Myofibroblasts are terminally differentiated cells responsible for the synthesis of interstitial ECM components (25). However, the source of myofibroblasts has remained controversial. During EMT, epithelial cells are converted into myofibroblasts, which is characterized by the loss of epithelial cell adhesion molecules and the acquisition of mesenchymal cell characteristics, including α-SMA and fibroblast surface protein expression (25,26). In kidney fibrosis, EMT is considered to be among the major mechanisms of interstitial myofibroblast generation (27). However, Le Bleu et al (28) observed that the majority of interstitial myofibroblasts were derived from the proliferation of resident interstitial fibroblast, and only 15% of myofibrolasts were derived from EMT-mediated differentiation. The role of EMT in the generation of interstitial myofibroblasts has further been questioned, due to a lack of data supporting the suggestion that epithelial cells may become activated and cross the tubular basement membrane (29). Furthermore, results have indicated that a partial EMT program may stimulate the differentiation of renal epithelial cells and promote kidney fibrosis (30). In the present study, EMT was activated and accompanied by excessive deposition of ECM components in UUO kidneys. These findings suggest that EMT may be involved in renal fibrogenesis. After NRK-52E cells were treated with HES, the apparent EMT activation was significantly inhibited, as indicated by a dose-dependent decrease in α-SMA expression and concomitant increase in E-cadherin expression. These findings were supported by in vitro results, which indicated that HES inhibited TGF-β1-induced EMT in NRK-52E cells.
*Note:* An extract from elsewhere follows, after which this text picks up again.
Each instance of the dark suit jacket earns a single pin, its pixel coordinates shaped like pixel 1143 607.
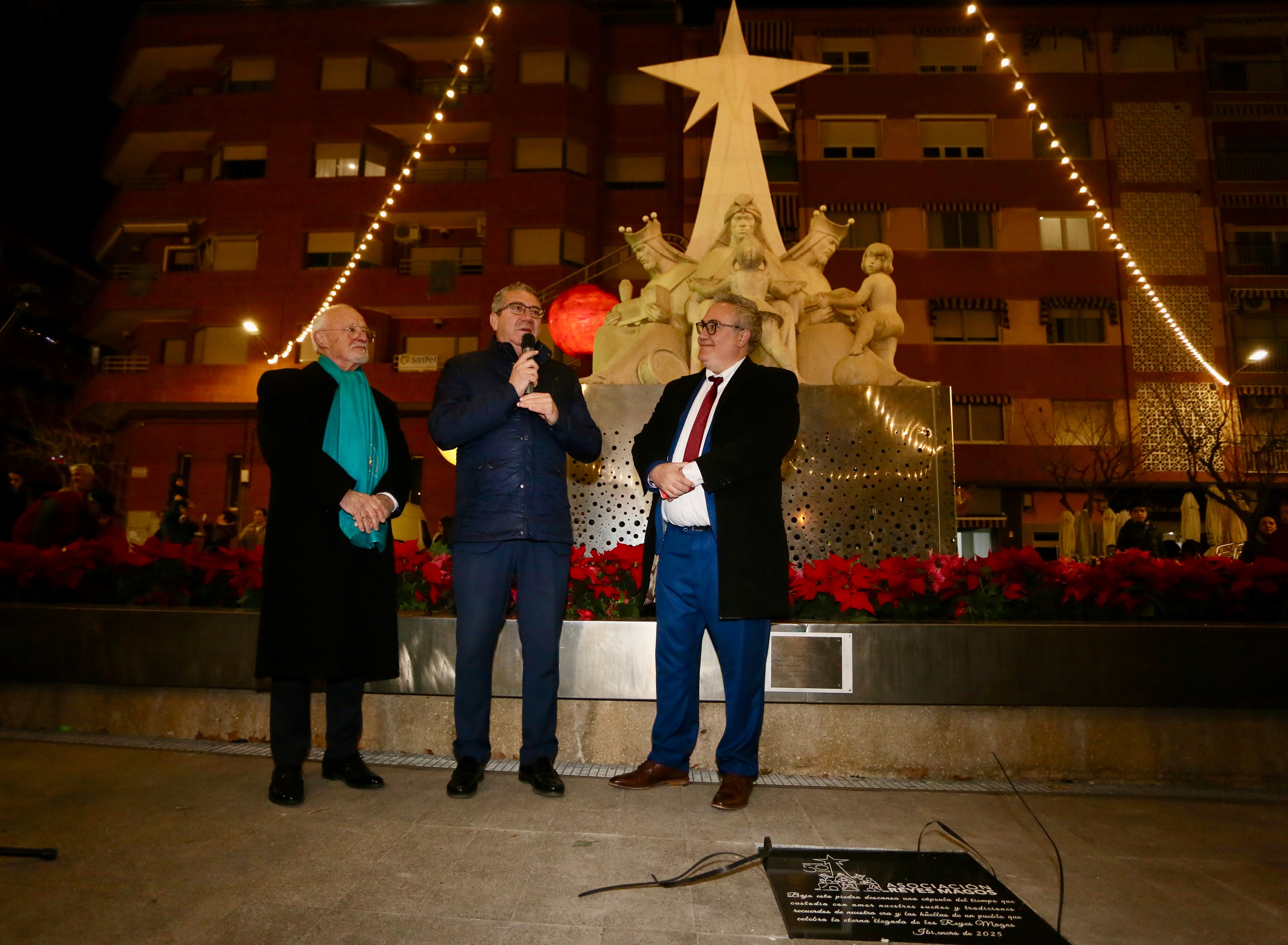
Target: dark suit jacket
pixel 754 428
pixel 329 607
The present study indicates that HES may partially prevent renal fibrosis by inhibiting EMT activation. However, the underlying mechanism remains unknown. A number of crucial signaling molecules, including proteins in the hedgehog family (31), WNT family (32), interleukin family (33) and TGF-β super family (34), may induce or contribute to EMT. In hepatic fibrosis, the hedgehog signaling pathway is activated by the binding of its ligands, including Shh, to its membrane receptor patched 1 (Ptch1). The binding of ligand to Ptch1 relieves the signal transducer Smoothened and subsequently activates a cascade; this phenomenon leads to the translocation of Gli1 to the nucleus (35). Fabian et al (36) documented that hedgehog signaling may have an important role in kidney fibrosis and renal development in a paracrine manner. Hedgehog signaling may also promote myofibroblast activation and EMT by directly controlling the expression of a series of fibrogenic genes, including Gli1, Snail1, desmin, FN, α-SMA and type I collagen (37). In the present study, the effects of HES on hedgehog signaling activation were investigated. The results indicated that hedgehog signaling was activated in TGF-β1-treated NRK-52E cells and UUO mouse kidneys, and the associated molecules were upregulated. The overactivity of hedgehog signaling was downregulated following HES treatment. Thus, the present study provided a potential molecular basis for the inhibition of EMT by HES, involving blockade of the hedgehog signaling pathway.

In conclusion, the present findings suggest that HES may be a potential therapeutic agent for the prevention of progressive renal tubulointerstitial fibrosis and inhibition of EMT. The possible molecular mechanism may involve HES-induced inhibition of hedgehog signaling activation. Therefore, HES may be a therapeutic agent for the treatment of renal fibrosis.